この原稿を書いている現在、辺りの空気にはフレッシュなホップの香りが漂っています。以前の記事でも書いた通り、私が現在暮らしているのは、世界でも最もホップの生産が盛んな地域。9月はそのホップの果実が実り、一年の労苦が報われる収穫の季節です。9月になると、突然、ホップ畑に下がっていた緑豊かな「緑のカーテン」が引き下ろされます。その結果現れる景色は、木の支柱だけが残されて、驚くほど武骨なものです。

茂っていたホップが取り去られると、夜明け頃に畑や牧草地を動き回っている野生動物たちも見つけやすくなります。これはドライバーにとってはとてもありがたいこと。畑に沿った道などでは、ウサギやキジ、キツネ、そしてシカが急に道を横切り、事故に遭ってしまうこともあるからです。

私自身も、ある日の夕方、森の近くを運転していて、心臓が凍るような体験をしたことがあります。幼いシカが急に私の車の前に飛び出してきたため、慌ててブレーキを踏み、なんとか衝突を免れたのですが、車を元のスピードまで戻し、たった今起きた事故寸前の出来事から気持ちを落ち着かせようとしていたところに、別のシカが飛び込んできたのです! 幸いシカにも私にもケガはなかったのですが、この後は本当に慎重に、ゆっくりと車を走らせました。

秋の畑の様子

さて、収穫後のホップ畑の副産物は、残る畑と美しい森の素敵な景色が目の前に開けること。ホップの収穫を終えた後に残っているのは、トウモロコシ畑です。ホップの収穫期間中、道路は泥だらけになりますが、この4週間の間は車を洗うのはナンセンス。どうせまた汚れてしまいますからね。現在のバイエルンでは3週目なので、あと1週間もすれば日常が戻ってくることでしょう。

秋のバイエルン

秋のガーデン

さて、秋のバイエルンでは畑に実る穀物もおおむね収穫を終え、残すはトウモロコシ畑のみ。ちなみに、トウモロコシといっても人間の食用ではなく、冬の間、牛の飼料にするためのものです。ガーデナーは、それぞれのガーデンで茂りすぎた低木やつる植物を切り戻す作業を開始しました。バルコニーの花々はまだ綺麗ですが、開花のピークは過ぎ、しばらくしたらなくなってしまうでしょう。

ドイツの気温は、北海道の札幌周辺と同じくらいで、夜間はもう5~7℃ほどにまで冷え込みます。日中は20℃を超すくらいまで上がりますが、それは一日のうちほんの数時間です。この気温の変化によって、ガーデナーの作業内容や、ナーセリーやガーデンセンターに並ぶ草花の種類が大きく変わりました。今の季節は、クリサンセマム(キク)をメインに、エリカ、カルーナ、アスターなどが並び、秋らしい品揃えに。
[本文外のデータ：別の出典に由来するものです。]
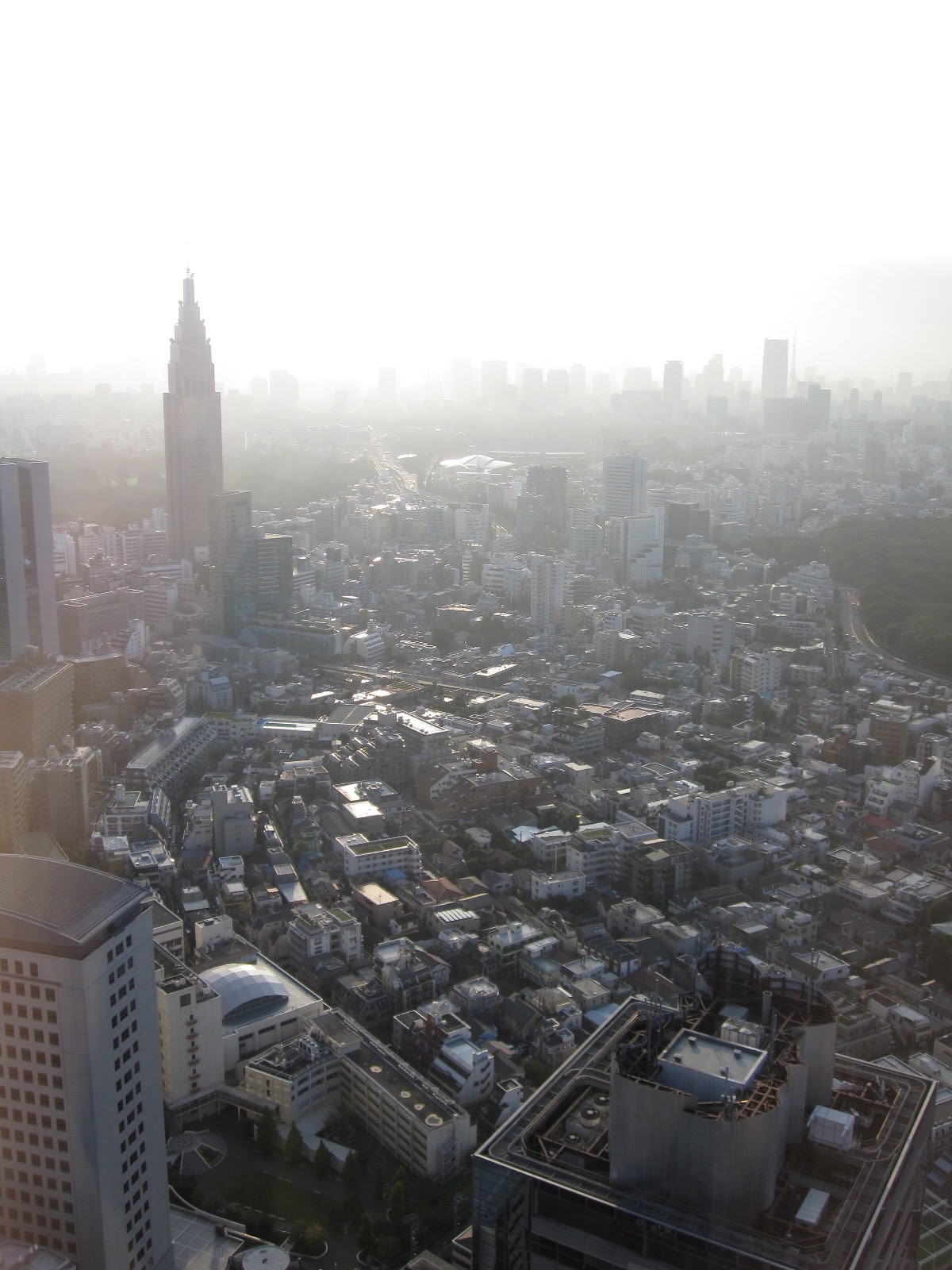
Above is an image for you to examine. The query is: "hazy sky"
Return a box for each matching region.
[0,0,952,386]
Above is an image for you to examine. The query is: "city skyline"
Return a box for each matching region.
[0,4,952,383]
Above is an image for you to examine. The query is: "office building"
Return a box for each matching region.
[195,955,325,1080]
[0,662,72,758]
[56,587,144,656]
[243,1031,340,1126]
[209,489,294,639]
[525,464,569,508]
[163,273,222,560]
[0,749,29,852]
[662,362,684,405]
[0,459,60,662]
[601,455,647,519]
[152,945,225,1103]
[869,697,912,767]
[334,833,423,884]
[125,715,216,799]
[288,904,363,970]
[687,608,735,665]
[760,339,789,402]
[529,555,566,633]
[624,506,664,583]
[472,949,935,1270]
[313,1010,476,1181]
[29,745,103,847]
[393,1001,495,1107]
[0,856,173,1270]
[664,503,711,542]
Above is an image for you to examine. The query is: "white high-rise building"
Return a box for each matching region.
[601,455,647,518]
[0,855,173,1270]
[760,339,789,400]
[529,555,566,631]
[624,506,664,582]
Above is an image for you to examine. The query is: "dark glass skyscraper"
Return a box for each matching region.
[0,457,60,662]
[163,273,224,559]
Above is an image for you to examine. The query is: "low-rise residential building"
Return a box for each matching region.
[243,1031,340,1126]
[155,942,225,1103]
[288,903,363,969]
[334,833,423,881]
[393,1001,495,1106]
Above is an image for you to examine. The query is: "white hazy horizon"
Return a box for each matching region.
[0,0,952,387]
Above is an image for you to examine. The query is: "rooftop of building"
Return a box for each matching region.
[315,1010,461,1129]
[0,855,148,956]
[125,715,211,779]
[344,833,416,856]
[0,662,70,692]
[474,950,935,1270]
[195,940,324,1033]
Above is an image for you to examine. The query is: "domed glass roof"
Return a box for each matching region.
[202,961,288,1024]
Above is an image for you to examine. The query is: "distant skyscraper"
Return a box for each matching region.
[471,949,935,1270]
[529,555,566,631]
[0,749,29,851]
[0,459,60,662]
[208,489,294,639]
[624,506,664,582]
[662,362,684,404]
[480,362,509,405]
[760,339,789,400]
[0,855,173,1270]
[163,275,222,559]
[601,455,647,518]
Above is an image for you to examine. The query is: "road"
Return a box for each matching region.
[839,587,952,687]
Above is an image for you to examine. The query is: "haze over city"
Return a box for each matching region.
[0,4,952,389]
[9,0,952,1270]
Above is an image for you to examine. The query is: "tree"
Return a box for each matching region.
[284,1124,305,1164]
[357,1213,378,1257]
[255,1107,281,1156]
[340,1151,363,1190]
[294,1222,328,1256]
[313,1141,334,1177]
[343,1191,364,1227]
[387,1168,408,1226]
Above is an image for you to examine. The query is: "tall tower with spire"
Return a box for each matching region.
[163,269,224,559]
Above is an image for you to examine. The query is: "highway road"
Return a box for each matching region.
[839,587,952,687]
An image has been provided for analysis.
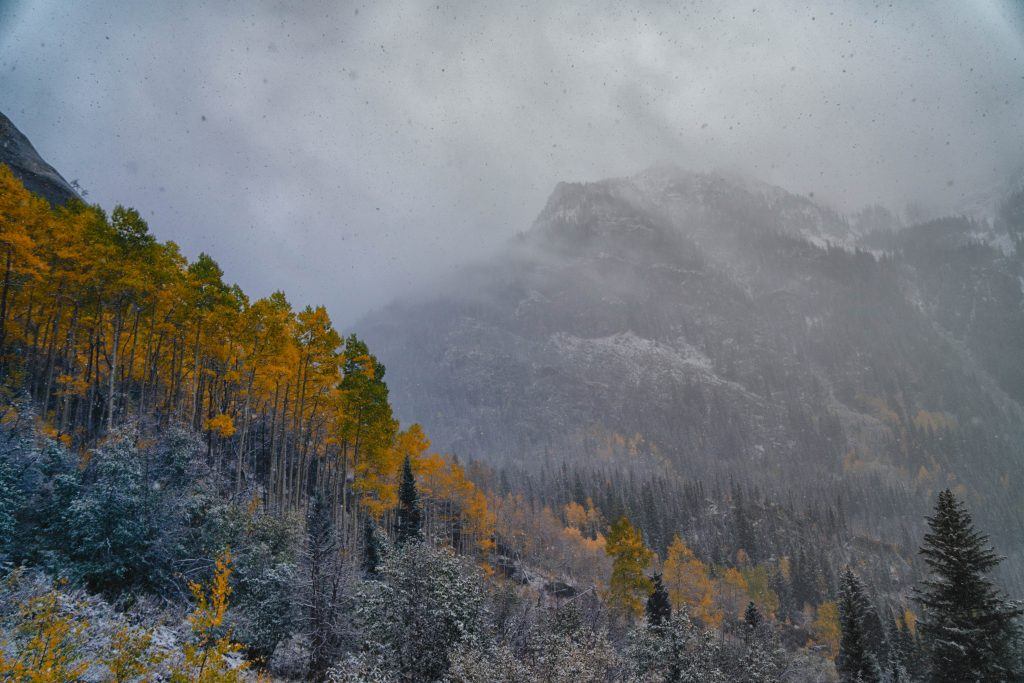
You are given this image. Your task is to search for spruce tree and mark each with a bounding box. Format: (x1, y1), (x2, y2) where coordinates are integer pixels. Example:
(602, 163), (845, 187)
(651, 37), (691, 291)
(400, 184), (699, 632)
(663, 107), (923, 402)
(362, 514), (381, 577)
(915, 488), (1024, 681)
(743, 600), (765, 633)
(646, 573), (672, 626)
(395, 456), (423, 544)
(836, 566), (882, 683)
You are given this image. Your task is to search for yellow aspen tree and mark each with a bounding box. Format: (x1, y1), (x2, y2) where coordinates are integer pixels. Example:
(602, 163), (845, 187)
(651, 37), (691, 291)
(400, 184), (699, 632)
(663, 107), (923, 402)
(604, 516), (654, 618)
(662, 535), (722, 629)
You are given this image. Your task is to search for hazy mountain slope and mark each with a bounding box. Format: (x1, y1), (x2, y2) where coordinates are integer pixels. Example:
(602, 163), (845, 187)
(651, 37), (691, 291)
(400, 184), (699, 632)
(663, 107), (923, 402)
(0, 113), (78, 204)
(360, 168), (1024, 589)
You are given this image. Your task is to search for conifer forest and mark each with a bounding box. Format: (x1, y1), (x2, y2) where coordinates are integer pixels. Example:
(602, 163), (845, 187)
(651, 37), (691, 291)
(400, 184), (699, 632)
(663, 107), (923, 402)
(0, 0), (1024, 683)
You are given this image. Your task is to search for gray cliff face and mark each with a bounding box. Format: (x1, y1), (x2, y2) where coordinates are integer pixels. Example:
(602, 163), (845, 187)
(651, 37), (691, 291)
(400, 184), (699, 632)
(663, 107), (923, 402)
(0, 113), (80, 205)
(360, 168), (1024, 589)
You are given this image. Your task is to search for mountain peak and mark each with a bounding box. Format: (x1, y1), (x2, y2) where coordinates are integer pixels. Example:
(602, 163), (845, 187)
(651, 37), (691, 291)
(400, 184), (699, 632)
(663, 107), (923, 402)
(0, 112), (80, 205)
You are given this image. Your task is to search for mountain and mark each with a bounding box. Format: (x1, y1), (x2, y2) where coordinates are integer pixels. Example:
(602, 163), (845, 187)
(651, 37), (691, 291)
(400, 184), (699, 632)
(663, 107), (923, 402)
(0, 113), (80, 205)
(360, 167), (1024, 582)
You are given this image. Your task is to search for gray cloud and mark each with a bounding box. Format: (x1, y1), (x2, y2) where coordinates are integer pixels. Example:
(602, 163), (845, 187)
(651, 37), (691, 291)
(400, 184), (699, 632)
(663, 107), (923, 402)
(0, 0), (1024, 327)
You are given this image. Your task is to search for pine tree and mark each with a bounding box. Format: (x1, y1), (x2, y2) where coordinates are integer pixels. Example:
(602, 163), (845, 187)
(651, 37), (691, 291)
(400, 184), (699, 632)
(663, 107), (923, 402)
(646, 573), (672, 626)
(395, 456), (423, 544)
(743, 600), (765, 633)
(915, 489), (1022, 681)
(304, 496), (339, 681)
(362, 515), (381, 577)
(836, 566), (882, 683)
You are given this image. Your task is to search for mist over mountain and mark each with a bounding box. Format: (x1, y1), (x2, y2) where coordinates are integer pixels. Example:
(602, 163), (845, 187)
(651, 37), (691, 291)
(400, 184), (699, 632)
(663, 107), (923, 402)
(0, 113), (78, 204)
(359, 166), (1024, 585)
(0, 0), (1024, 671)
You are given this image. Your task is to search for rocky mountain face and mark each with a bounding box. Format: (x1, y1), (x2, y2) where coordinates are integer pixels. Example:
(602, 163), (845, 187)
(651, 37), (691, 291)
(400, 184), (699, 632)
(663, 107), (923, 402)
(360, 167), (1024, 589)
(0, 113), (79, 205)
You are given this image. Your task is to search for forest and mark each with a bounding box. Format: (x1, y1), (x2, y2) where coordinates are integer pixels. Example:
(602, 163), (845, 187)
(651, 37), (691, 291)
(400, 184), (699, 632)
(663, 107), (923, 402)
(0, 165), (1024, 682)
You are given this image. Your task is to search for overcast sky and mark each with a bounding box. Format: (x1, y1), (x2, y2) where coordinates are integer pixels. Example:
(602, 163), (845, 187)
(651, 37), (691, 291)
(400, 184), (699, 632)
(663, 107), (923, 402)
(0, 0), (1024, 330)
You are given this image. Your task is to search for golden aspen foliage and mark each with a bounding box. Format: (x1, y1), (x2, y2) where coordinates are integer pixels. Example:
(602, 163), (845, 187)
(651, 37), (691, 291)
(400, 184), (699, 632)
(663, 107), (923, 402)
(604, 516), (654, 617)
(0, 590), (89, 683)
(811, 600), (842, 658)
(170, 550), (248, 683)
(715, 567), (750, 618)
(100, 627), (167, 683)
(662, 535), (722, 629)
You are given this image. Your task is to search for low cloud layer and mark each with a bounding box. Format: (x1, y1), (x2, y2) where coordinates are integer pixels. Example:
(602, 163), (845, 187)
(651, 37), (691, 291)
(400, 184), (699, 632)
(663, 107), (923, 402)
(0, 0), (1024, 328)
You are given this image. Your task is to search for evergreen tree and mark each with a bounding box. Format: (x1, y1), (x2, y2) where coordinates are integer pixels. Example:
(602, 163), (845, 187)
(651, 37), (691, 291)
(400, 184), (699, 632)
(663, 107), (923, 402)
(362, 515), (381, 577)
(915, 489), (1024, 681)
(395, 456), (423, 544)
(743, 600), (765, 632)
(836, 566), (882, 683)
(303, 496), (340, 681)
(646, 573), (672, 626)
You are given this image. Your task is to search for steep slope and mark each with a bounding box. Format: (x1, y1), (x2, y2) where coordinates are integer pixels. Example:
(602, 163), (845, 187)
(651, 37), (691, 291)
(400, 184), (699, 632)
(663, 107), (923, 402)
(0, 113), (78, 205)
(361, 167), (1024, 589)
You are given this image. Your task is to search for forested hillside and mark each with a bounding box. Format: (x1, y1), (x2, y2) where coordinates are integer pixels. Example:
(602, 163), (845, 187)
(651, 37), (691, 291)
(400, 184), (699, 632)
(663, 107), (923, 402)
(0, 132), (1019, 683)
(360, 162), (1024, 592)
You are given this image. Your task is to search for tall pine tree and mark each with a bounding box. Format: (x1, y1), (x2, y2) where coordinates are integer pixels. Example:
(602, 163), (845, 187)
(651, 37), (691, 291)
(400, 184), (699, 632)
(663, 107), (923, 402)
(836, 566), (882, 683)
(361, 514), (381, 577)
(395, 456), (423, 544)
(915, 488), (1024, 682)
(646, 573), (672, 626)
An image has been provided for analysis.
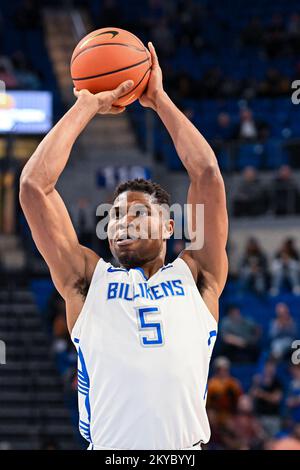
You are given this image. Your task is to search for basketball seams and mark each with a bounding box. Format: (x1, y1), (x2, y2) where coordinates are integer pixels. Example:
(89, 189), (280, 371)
(71, 42), (145, 66)
(119, 67), (151, 99)
(72, 57), (149, 81)
(70, 27), (152, 104)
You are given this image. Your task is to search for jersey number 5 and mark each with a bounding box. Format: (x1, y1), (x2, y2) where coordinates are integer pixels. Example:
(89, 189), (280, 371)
(136, 307), (164, 347)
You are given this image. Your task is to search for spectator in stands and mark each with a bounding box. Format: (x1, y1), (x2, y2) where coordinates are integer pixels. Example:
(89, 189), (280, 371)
(0, 11), (4, 55)
(287, 13), (300, 55)
(207, 356), (243, 426)
(198, 67), (223, 98)
(240, 237), (268, 294)
(264, 13), (287, 59)
(12, 51), (41, 90)
(250, 360), (283, 436)
(270, 248), (300, 295)
(220, 306), (260, 362)
(214, 112), (233, 142)
(235, 108), (268, 142)
(269, 302), (297, 360)
(219, 395), (266, 450)
(0, 56), (19, 90)
(286, 364), (300, 423)
(233, 166), (268, 217)
(241, 16), (264, 47)
(267, 423), (300, 450)
(258, 67), (291, 97)
(269, 165), (300, 215)
(151, 16), (174, 58)
(14, 0), (41, 29)
(276, 238), (300, 261)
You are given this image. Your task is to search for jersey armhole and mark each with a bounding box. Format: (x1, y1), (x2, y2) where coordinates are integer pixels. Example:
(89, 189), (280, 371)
(70, 258), (109, 342)
(173, 256), (218, 327)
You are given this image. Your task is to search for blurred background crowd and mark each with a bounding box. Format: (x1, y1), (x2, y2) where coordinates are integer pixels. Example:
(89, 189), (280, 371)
(0, 0), (300, 450)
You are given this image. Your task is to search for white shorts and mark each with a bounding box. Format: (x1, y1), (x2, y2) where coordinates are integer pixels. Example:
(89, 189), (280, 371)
(87, 444), (201, 451)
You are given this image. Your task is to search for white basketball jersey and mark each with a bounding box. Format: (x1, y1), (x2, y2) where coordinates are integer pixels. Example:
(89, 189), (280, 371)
(72, 258), (217, 450)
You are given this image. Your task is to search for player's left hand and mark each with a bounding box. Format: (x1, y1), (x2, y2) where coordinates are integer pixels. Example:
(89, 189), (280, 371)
(139, 42), (164, 111)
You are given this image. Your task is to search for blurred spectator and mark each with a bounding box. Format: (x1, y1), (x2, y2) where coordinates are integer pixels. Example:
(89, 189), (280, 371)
(12, 51), (41, 90)
(240, 238), (268, 294)
(286, 364), (300, 423)
(223, 395), (266, 450)
(233, 166), (267, 217)
(268, 423), (300, 450)
(207, 356), (243, 425)
(270, 165), (300, 215)
(214, 112), (233, 141)
(241, 16), (264, 46)
(258, 68), (291, 97)
(287, 13), (300, 55)
(264, 13), (287, 58)
(198, 67), (223, 98)
(14, 0), (41, 29)
(269, 302), (297, 360)
(151, 16), (174, 57)
(235, 108), (267, 141)
(276, 238), (299, 261)
(40, 437), (59, 450)
(250, 360), (283, 436)
(220, 306), (260, 362)
(0, 11), (4, 55)
(270, 248), (300, 295)
(0, 56), (19, 90)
たくさんの種類の果樹や秋植え球根、デコレーション用の小物なども販売されています。

もちろん、棚にはバラエティー豊かな植木鉢やコンテナも。シンプルなクレイポット、テラコッタ鉢、木製バスケット、ヤナギを編んだ作品、銀色に輝く金属製ポット、無地または装飾された錆びたような風合いのポットなどが所狭しと並びます。グレイやブラウン、白などのプラスチックのポットも購入できますが、私の場合、秋にはプラスチック鉢は選びません。というのも、これからの季節、植物はあまり大きくならないので、鉢を覆い隠してくれないからです。

秋のコンテナ
温かな印象のテラコッタ鉢に、暖色のクリサンセマムを植えて。

これからの季節におすすめなのは、上品な美しい鉢。よく似合う植物を植えれば、秋冬を素敵に演出してくれます。その際は、色合わせも大切な要素ですね。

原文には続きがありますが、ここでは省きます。